Storing a string as UTF8 in C#

PhantomDrummer picture PhantomDrummer · Aug 27, 2012 · Viewed 27.9k times · Source

I'm doing a lot of string manipulation in C#, and really need the strings to be stored one byte per character. This is because I need gigabytes of text simultaneously in memory and it's causing low memory issues. I know for certain that this text will never contain non-ASCII characters, so for my purposes, the fact that System.String and System.Char store everything as two bytes per character is both unnecessary and a real problem.
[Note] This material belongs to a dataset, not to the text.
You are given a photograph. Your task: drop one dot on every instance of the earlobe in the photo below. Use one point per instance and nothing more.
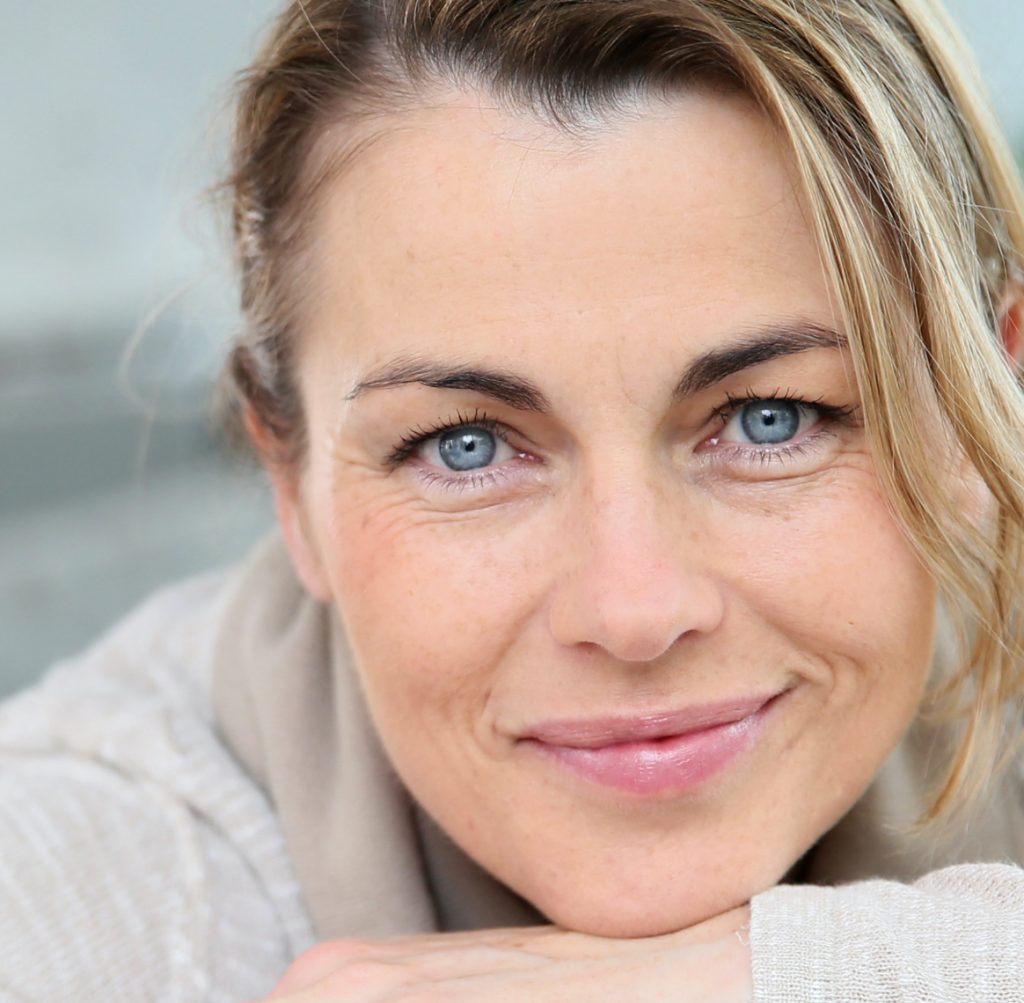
(298, 539)
(1011, 321)
(289, 506)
I'm about to start coding my own CharAscii and StringAscii classes - the string one will basically hold its data as byte[], and expose string manipulation methods similar to the ones that System.String does. However this seems a lot of work to do something that seems like a very standard problem, so I'm really posting here to check that there isn't already an easier solution. Is there for example some way I can make System.String internally store data as UTF8 that I haven't noticed, or some other way round the problem?

Answer

KeithS picture KeithS · Aug 27, 2012

Well, you could create a wrapper that retrieves the data as UTF-8 bytes and converts pieces as needed to System.String, then vice-versa to push the string back out to memory. The Encoding class will help you out here:

var utf8 = Encoding.UTF8;
byte[] utfBytes = utf8.GetBytes(myString);

var myReturnedString = utf8.GetString(utfBytes);